New studies are bringing to light the benefit of selenium to those with HIV/AIDS. It appears that HIV-infected individuals have low selenium levels, which may decline with disease progression. Sufferers tend to have mal-absorption problems, which deplete many nutrients levels, including selenium.
Selenium is a trace mineral that is incorporated into proteins to make selenoproteins, a powerful antioxidant enzyme. Antioxidant nutrients such as selenium help protect cells from oxidative stress, thus potentially slowing progression of the disease. When one becomes selenium deficient immune cell counts decrease and the disease progresses at a faster pace.
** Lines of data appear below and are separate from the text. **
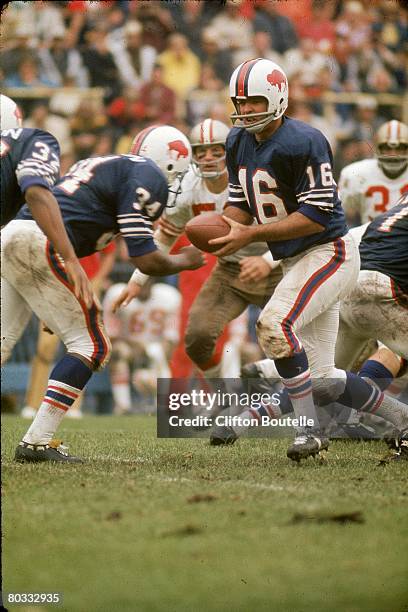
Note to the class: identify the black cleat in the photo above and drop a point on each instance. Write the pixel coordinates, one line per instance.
(401, 449)
(39, 453)
(222, 435)
(307, 444)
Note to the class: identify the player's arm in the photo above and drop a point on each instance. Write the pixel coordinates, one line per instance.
(157, 263)
(293, 226)
(46, 213)
(36, 174)
(314, 186)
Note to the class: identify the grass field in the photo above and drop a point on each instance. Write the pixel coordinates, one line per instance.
(176, 525)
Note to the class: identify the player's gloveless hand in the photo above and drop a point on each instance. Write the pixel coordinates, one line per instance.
(253, 269)
(130, 292)
(239, 236)
(194, 258)
(82, 286)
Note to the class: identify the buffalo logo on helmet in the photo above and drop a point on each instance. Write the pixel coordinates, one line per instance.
(277, 79)
(177, 149)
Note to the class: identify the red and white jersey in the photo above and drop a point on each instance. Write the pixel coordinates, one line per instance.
(153, 320)
(195, 199)
(365, 190)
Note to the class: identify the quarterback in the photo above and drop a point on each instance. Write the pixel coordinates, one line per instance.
(280, 172)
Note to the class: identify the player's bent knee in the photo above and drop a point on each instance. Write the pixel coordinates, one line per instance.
(272, 339)
(199, 346)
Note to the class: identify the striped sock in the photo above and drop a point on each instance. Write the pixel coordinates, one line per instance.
(295, 375)
(364, 397)
(66, 382)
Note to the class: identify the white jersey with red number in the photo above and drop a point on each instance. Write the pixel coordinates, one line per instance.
(153, 320)
(367, 191)
(195, 199)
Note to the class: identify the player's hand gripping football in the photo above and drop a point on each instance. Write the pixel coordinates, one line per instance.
(82, 287)
(239, 236)
(191, 258)
(127, 294)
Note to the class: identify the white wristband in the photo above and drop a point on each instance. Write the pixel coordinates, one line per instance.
(270, 260)
(138, 277)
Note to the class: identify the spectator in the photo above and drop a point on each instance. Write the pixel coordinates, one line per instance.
(159, 101)
(181, 68)
(306, 61)
(200, 100)
(281, 29)
(156, 20)
(28, 75)
(211, 54)
(134, 60)
(59, 127)
(98, 59)
(261, 46)
(61, 64)
(233, 32)
(354, 25)
(390, 27)
(191, 19)
(349, 150)
(17, 49)
(366, 121)
(40, 20)
(319, 27)
(87, 123)
(126, 109)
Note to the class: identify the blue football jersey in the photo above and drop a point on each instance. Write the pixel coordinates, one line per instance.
(28, 157)
(384, 246)
(101, 197)
(289, 172)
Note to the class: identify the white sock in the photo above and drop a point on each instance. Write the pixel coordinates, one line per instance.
(122, 397)
(392, 410)
(45, 424)
(300, 394)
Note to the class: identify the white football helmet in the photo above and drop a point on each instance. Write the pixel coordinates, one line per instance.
(166, 146)
(10, 115)
(259, 77)
(209, 132)
(391, 147)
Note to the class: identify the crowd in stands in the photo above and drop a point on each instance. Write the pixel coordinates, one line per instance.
(170, 62)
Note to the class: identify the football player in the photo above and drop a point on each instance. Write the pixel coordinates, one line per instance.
(227, 292)
(98, 198)
(143, 336)
(370, 187)
(29, 168)
(280, 172)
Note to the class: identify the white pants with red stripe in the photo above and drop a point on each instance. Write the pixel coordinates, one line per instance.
(34, 280)
(304, 309)
(372, 311)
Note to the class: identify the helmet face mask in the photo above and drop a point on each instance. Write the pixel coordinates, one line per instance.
(210, 134)
(11, 117)
(391, 141)
(259, 78)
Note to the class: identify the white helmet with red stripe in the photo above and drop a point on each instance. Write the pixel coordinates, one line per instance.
(391, 143)
(209, 133)
(10, 116)
(259, 77)
(166, 146)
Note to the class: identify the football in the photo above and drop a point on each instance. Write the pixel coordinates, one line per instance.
(205, 227)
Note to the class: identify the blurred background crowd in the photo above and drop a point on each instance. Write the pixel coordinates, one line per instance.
(95, 73)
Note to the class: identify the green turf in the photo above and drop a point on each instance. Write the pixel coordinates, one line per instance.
(126, 531)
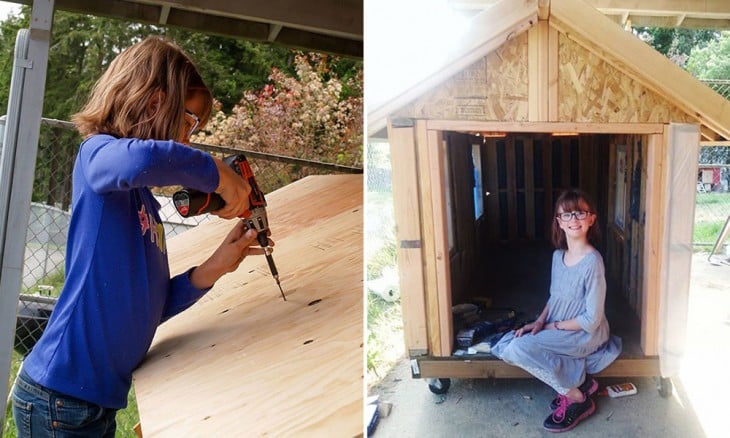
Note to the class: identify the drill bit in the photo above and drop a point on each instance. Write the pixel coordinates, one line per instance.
(274, 271)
This may be due to oxidative stress and the damage it does to immune cells.
Adults and children with advanced AIDS display both highly depleted selenium plasma stores and reduced CD4 Cell counts. In a small study of 24 children with HIV, observed over five years, those with low selenium levels died at a younger age, which may indicate faster disease progression.
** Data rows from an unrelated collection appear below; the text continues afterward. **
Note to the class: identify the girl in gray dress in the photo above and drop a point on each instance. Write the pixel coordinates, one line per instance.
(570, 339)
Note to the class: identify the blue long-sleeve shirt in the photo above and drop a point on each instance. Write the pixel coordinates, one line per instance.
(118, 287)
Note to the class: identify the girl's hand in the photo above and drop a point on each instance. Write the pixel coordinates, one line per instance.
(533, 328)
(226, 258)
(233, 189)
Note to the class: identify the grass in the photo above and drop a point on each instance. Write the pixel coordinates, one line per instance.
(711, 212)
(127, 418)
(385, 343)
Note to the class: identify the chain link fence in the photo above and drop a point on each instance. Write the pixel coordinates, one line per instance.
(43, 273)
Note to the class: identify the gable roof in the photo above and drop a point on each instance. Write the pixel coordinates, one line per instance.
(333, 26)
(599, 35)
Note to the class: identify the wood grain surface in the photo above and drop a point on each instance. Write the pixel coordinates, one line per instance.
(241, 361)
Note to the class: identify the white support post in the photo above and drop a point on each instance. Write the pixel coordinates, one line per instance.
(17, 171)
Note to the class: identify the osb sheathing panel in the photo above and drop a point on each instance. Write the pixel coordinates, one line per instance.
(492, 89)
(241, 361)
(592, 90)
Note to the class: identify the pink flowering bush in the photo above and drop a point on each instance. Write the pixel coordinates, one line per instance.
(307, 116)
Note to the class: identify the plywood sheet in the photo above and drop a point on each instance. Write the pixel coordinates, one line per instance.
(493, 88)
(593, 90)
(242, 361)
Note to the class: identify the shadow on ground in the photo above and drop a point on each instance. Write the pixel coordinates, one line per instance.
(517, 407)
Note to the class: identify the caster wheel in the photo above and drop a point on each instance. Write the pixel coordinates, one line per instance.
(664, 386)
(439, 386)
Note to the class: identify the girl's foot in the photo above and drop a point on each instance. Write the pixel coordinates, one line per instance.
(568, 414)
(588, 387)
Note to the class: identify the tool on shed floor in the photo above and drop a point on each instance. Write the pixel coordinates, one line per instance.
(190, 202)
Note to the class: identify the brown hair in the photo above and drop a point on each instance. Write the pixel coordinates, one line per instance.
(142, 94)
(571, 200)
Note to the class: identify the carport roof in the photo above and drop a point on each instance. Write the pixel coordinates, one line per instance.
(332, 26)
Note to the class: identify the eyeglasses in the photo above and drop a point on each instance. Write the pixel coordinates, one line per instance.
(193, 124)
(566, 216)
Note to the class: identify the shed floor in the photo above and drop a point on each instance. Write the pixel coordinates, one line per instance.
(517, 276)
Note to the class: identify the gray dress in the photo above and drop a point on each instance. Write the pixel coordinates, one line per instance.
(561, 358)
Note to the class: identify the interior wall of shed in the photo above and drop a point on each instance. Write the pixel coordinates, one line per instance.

It is important for HIV-positive individuals to consume enough selenium in their diet and supplement if this is not possible. Selenium is found primarily in Brazil nuts, tuna, salmon, cod, egg, turkey, garlic, mushrooms and barley. For a healthy person a daily intake of 50-200mg of selenium is sufficient, but for those with compromised immunity an increase of 100% may be required to improve selenium levels. Selenium also works best in the presence of vitamin E, which is found in nuts, seeds, eggs and avocado.
Although rare, the symptoms of too much selenium are brittleness and loss of hair and nails, skin redness, blisters, vomiting, neurological defects and damage to the liver and spleen.
Selenium is not a substitute for antiretroviral therapy medications but rather an immune support that, in addition to a healthy lifestyle, may prolong the life of those with HIV/AIDS.